Déjà que le Président Macky Sall s’en est donné à cœur joie en faisant pendant longtemps, et avant l’heure, une campagne électorale déguisée en «tournée économique», mais qu’il décide à présent de faire la vraie campagne, à découvert et sans jeu de cache-cache, au mépris de la loi, cela dépasse l’entendement. L’on a toujours dénoncé, pour le déplorer, la passivité, l’indulgence et le stoïcisme des Sénégalais devant les dérives autoritaires et la frénésie totalitaire du Président Macky Sall qui ne sait plus s’arrêter dès lors qu’il n’y a personne pour lui dire «Stop !» ou le rappeler à l’ordre. Autour du pouvoir, il n’y a que des bénis ou-oui, à côté d’une opposition amorphe. Dès lors, le Président Macky Sall, se sentant omnipotent, n’en fait qu’à sa tête et prend tous les Sénégalais pour ses obligés sur lesquels il a droit de vie et de mort. Tout puissant chef du pouvoir exécutif, il est également le président du Conseil supérieur de la magistrature, en dépit de l’avis défavorable de l’Association des magistrats du Sénégal, nomme le président de la Cour suprême et les sept juges du Conseil constitutionnel. Nullement rassasié par cette boulimie et ses pouvoirs tentaculaires, mais aussi muni d’une carte blanche, il vient de décider seul du choix des candidats à investir sur les listes des députés de Benno bokk yaakaar, et a déjà dans un coin de sa tête le nom des futurs présidents de l’Assemblée nationale et du groupe parlementaire de la coalition Benno bokk yaakaar si cette dernière venait à sortir victorieuse des élections législatives. Autant dire donc que le Président Macky Sall est bien installé et haut perché à la tête des trois pouvoirs de la République : le pouvoir exécutif, le pouvoir législatif et le pouvoir judiciaire. Et pourtant, on essaie de nous faire gober l’idée saugrenue qu’on est en République alors que la réalité implacable nous renvoie le prisme déformant d’une monarchie absolue où règne un souverain écrasant tous ses sujets de sa puissance tutélaire.

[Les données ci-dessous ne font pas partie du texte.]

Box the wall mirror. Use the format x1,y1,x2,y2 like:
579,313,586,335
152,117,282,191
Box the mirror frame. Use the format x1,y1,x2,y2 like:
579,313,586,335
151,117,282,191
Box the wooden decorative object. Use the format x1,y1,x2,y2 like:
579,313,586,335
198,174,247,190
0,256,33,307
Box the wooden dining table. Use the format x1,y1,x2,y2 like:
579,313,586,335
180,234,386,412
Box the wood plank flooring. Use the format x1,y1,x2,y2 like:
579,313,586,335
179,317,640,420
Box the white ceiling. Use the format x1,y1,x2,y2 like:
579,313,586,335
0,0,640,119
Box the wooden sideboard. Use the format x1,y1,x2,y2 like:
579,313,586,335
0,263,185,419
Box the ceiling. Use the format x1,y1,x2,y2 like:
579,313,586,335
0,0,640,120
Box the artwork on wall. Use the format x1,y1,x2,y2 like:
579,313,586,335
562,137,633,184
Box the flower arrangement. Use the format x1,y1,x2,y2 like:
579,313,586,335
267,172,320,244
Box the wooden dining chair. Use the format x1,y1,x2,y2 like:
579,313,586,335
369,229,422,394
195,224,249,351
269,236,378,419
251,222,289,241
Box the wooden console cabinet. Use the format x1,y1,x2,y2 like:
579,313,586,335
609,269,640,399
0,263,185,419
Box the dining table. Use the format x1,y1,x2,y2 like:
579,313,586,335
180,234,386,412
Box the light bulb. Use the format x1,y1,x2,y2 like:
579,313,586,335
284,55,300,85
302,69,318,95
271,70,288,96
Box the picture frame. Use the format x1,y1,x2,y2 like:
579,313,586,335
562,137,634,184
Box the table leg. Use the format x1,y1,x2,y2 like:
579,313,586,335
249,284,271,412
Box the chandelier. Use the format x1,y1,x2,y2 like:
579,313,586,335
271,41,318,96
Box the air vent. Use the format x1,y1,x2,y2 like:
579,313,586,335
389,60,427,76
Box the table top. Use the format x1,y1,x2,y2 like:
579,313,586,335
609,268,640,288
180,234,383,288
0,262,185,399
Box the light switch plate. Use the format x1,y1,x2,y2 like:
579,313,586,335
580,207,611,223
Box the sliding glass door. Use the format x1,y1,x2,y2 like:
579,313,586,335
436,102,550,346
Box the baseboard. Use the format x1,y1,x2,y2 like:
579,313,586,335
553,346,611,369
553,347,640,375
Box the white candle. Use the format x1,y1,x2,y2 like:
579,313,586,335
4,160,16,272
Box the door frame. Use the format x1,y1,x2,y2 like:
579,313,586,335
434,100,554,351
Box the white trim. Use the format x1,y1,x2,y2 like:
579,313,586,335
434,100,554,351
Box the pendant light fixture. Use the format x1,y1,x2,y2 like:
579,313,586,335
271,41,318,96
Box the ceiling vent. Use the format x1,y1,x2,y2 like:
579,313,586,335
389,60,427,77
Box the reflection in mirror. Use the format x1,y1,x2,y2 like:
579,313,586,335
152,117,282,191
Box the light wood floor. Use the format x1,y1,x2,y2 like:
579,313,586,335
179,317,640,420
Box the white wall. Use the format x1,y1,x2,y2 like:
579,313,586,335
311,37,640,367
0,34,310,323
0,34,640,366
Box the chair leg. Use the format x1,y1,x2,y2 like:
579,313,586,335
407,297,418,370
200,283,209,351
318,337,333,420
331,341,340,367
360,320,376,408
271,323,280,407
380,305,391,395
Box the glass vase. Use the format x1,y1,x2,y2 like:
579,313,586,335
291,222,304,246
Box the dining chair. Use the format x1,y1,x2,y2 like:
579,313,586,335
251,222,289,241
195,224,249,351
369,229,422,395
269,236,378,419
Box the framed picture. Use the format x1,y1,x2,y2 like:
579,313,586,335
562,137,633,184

Dans cette campagne électorale pour les élections législatives, le Conseil national de régulation de l’audiovisuel (Cnra) et la Commission électorale nationale autonome (Cena) ont fini de convaincre les Sénégalais de leur parti pris flagrant pour le pouvoir du Président Macky Sall dont les nombreux travers sont passés sous silence et jouissent d’une impunité totale. A contrario, les moindres peccadilles de l’opposition sont l’objet de remontrances et de mises en demeure les plus sévères. Une rupture d’égalité devant la loi. Maintenant, comme elle le prétend à tue-tête, si la coalition Benno bokk yaakaar est bien largement majoritaire dans le pays, elle n’a qu’à aller au combat, toute seule, sans requérir ou bénéficier de l’appui du Président Macky Sall, un intrus tout trouvé, qui n’a absolument rien à faire dans cette campagne électorale où sa présence fait désordre, comme un cheveu dans la soupe, et qu’il convient d’extirper du breuvage pour qu’il soit comestible et digeste.